Now, for another case \(\pi_jh_{jk}>\pi_kh_{kj}\), we will have \(a_{jk}=\frac{\pi_kh_{kj}}{\pi_jh_{jk}}\) by definition. Then \[\begin{equation} \pi_jp_{jk}=\pi_jh_{jk}a_{jk}=\pi_kh_{kj} \tag{13.28} \end{equation}\] Now \[\begin{equation} \pi_kp_{kj}=\pi_kh_{kj}a_{kj}=\pi_kh_{kj} \tag{13.29} \end{equation}\] beacuse \(a_{kj}=1\) by definition.

If we have a probability vector \(\boldsymbol{\pi}\) which satisfies detailed balance equation with transition probability of a Markov chain, then \(\boldsymbol{\pi}\) is the stationary distribution.Therefore, the full posterior distribution is the stationary distribution of the MCMC chain.
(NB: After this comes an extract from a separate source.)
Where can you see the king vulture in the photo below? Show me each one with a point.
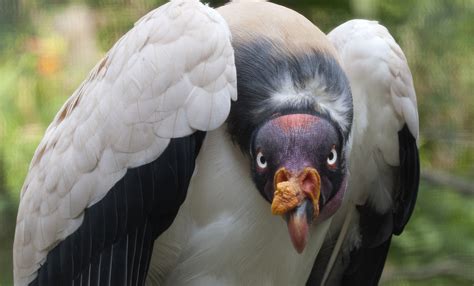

Assuming all the other regularity conditions hold for the chain, then the stationary distribution is just the limiting distribution. Thus, the limiting distribution of the Markov chain is going to be the full posterior probabilities. Therefore, as you run the chain long enough, eventually you are going to hit the posterior distribution.